Wednesday, February 17, 2016

Debunking the Grain-Free Myth - Dr. Fiona Caldwell

The driving force behind the increasing popularity of grain-free dog foods is mostly marketing and not based on actual research. Here are some common myths about grains in dog foods and the truth behind them.
Aren't grains poorly digestible?
Consumers are often told that grains such as wheat and corn are poorly digestible, and they should not be used in good-quality cat and dog foods. The truth is that the nutrients in grains are often readily available and absorbable to dogs.
Some prescription GI diets whose goal it is to be highly digestible will use grains such as rice and corn to deliver nutrients.
Aren't a lot of dogs allergic to grains?
There are very few reported cases of dietary intolerance or proven food allergy to corn in either cats or dogs.
Unlike corn, however, wheat and specifically wheat gluten can be a cause of food intolerance and hypersensitivity in dogs. It is estimated that about 5% of allergic dogs (not all dogs, just 5% of allergic dogs) are actually allergic to their food, and most are allergic to the animal protein (chicken, beef, pork, etc).
Beef, dairy and other protein sources are much more frequently implicated as causes of food allergies in dogs.
Isn't corn and wheat bad for dogs?
There is very little, if any, objective scientific evidence that shows corn is deleterious when used as an ingredient in commercial pet foods. The nutrients in corn are in fact readily utilized by the dog. While it cannot be used as the sole source of protein, it can be an important part of a balanced diet.
Corn is an excellent source of several important nutrients, including the essential fatty acid linoleic acid, as well as the carotenoids β-carotene and zeaxanthin.
Wheat is unique and particularly valuable amongst cultivated grains because of its high protein content. It is well utilized in dogs, and similarly to corn can be part of a nutritious diet.
Aren't grains just 'fillers'?
Studies show that dogs can thrive on plant based proteins in addition to animal based proteins in their diet. Dogs are not obligate carnivores, they are omnivores, meaning they eat a little of everything.
Grains, including corn, wheat, rice, barley, oats, sorghum, millet, rye, and others can all be a nutritious part of a well balanced diet. They can contribute not only as a protein source, but can also provide essential nutrients such as fatty acids.
Ok, you convinced me... Are grain-free diets bad then?
Studies providing clear evidence that grain-free cat and dog foods are better are lacking, but this does not necessarily mean you should avoid a good-quality pet food that also happens to be grain-free.
As long as the diet is a good quality, proven complete and balanced dog food with either detailed chemical analysis or feeding trials, then it doesn't really matter.
The primary contraindication to the use of grain-free foods in cats and dogs is probably the fact that these diets tend to be relatively high in both fat and protein.
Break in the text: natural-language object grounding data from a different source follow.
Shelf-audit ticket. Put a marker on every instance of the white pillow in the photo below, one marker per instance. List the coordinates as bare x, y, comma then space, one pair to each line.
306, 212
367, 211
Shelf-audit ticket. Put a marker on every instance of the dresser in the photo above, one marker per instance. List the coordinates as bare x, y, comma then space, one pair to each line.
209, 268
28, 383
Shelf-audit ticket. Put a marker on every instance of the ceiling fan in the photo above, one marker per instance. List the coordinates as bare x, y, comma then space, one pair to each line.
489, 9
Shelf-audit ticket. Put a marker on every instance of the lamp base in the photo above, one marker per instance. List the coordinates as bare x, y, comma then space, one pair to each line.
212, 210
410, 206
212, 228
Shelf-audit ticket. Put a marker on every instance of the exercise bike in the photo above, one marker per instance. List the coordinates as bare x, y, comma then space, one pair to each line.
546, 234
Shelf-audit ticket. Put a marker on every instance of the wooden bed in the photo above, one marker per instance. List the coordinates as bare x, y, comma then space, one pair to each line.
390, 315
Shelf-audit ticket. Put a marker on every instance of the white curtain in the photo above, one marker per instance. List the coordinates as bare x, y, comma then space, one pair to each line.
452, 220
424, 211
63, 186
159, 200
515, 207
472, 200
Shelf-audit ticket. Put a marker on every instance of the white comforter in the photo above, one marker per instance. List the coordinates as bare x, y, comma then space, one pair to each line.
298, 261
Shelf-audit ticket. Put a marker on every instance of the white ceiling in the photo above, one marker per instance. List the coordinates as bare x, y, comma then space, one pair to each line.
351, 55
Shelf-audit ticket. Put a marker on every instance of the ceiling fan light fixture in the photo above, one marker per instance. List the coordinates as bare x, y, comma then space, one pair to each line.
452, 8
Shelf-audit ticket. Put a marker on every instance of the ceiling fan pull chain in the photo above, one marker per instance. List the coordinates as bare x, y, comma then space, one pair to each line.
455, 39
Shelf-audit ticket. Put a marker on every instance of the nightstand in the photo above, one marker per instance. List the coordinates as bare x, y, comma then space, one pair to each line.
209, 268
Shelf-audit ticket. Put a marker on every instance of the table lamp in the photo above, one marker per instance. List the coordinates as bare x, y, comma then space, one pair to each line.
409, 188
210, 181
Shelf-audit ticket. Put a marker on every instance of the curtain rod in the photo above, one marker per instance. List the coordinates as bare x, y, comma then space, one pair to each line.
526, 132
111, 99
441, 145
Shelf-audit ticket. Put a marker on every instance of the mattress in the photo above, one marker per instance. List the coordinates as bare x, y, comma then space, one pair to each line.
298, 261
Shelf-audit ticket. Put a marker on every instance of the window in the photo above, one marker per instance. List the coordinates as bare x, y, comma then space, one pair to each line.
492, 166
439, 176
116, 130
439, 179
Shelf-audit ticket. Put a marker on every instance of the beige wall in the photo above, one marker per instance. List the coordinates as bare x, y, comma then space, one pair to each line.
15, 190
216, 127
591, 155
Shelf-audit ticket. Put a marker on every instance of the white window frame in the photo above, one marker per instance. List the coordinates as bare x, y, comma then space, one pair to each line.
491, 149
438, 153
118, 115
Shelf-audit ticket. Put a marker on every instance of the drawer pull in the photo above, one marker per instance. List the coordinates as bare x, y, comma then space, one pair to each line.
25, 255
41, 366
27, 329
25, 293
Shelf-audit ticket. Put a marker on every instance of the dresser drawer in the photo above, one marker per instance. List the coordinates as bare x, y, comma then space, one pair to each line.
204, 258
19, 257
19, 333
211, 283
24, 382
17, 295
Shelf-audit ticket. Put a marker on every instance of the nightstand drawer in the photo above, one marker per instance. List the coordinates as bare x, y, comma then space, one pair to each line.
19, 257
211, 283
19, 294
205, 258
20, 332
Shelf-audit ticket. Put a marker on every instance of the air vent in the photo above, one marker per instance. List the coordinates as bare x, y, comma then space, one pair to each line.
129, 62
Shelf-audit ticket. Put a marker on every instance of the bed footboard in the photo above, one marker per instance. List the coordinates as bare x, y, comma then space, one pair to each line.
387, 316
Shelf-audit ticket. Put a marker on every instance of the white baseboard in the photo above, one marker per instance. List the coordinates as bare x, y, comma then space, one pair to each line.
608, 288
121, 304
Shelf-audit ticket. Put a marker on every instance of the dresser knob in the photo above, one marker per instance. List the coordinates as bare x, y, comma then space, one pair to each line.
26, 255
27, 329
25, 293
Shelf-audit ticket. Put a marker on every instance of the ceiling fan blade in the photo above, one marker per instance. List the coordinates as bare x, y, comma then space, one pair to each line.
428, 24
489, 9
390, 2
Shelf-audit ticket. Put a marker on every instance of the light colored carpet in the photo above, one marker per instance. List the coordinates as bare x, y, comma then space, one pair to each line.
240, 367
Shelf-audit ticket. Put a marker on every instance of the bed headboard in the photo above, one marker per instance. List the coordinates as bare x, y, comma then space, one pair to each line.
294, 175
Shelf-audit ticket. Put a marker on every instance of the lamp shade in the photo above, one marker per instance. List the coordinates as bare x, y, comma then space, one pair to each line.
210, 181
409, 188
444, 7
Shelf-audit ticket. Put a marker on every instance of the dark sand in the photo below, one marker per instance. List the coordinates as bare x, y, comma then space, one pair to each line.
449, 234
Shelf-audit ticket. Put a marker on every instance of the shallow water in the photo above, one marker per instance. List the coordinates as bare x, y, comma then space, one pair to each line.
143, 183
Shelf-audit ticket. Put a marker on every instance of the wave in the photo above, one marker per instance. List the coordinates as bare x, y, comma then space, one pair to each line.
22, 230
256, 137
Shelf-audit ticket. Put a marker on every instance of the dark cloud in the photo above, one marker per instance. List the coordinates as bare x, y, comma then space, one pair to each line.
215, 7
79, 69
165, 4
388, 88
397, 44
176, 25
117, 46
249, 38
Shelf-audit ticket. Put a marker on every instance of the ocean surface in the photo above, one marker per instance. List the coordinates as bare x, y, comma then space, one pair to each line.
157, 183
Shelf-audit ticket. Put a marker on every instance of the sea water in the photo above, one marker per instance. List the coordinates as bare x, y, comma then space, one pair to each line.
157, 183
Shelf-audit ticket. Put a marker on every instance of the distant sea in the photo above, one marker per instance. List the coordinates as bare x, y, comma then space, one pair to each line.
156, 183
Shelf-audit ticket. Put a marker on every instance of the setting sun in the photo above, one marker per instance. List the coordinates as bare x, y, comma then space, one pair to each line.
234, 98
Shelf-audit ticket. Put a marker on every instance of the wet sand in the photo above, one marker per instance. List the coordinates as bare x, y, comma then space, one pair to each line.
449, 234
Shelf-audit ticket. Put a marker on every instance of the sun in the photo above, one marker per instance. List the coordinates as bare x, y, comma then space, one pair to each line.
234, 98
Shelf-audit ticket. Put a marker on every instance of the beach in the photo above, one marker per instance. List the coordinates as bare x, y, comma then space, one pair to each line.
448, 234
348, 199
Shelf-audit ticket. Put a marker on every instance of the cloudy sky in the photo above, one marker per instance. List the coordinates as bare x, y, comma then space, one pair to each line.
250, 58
High fat content means more calories which can predispose to obesity in some animals.
High protein intake is contraindicated in animals with significant preexisting renal or hepatic dysfunction. Furthermore, when protein intake is higher than the actual requiremen
t, the extra protein will simply be stored as body fat.
The best dog food for your dog is the one that keeps your dog the healthiest, with shiny coat and normal stools and minimal flatulence.